Die Aufhebungsbeklagte hat die gerichtlichen und außergerichtlichen Kosten des Arrestanordnungsverfahrens vor dem Amtsgericht Frankfurt am Main (29 C 2824/13) und das Berufungsverfahren vor dem Landgericht Frankfurt am Main (2-15 S 71/15) zu tragen.

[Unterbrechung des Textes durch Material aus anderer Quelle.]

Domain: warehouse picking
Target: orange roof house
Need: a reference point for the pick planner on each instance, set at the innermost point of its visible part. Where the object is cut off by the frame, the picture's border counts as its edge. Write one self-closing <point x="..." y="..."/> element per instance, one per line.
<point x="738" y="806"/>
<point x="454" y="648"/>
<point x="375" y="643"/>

Die Aufhebungsbeklagte hat die dem Aufhebungskläger in dem Verfahren vor dem Amtsgericht Frankfurt am Main (29 C 2824/13) und dem Landgericht Frankfurt am Main (2-15 S 71/15) entstandenen Rechtsanwaltskosten an dessen Prozessbevollmächtigten zu leisten, soweit die Erstattungsansprüche nicht auf die Staatskasse übergegangen sind.
Die Aufhebungsbeklagte hat die Kosten des Aufhebungsverfahrens zu tragen.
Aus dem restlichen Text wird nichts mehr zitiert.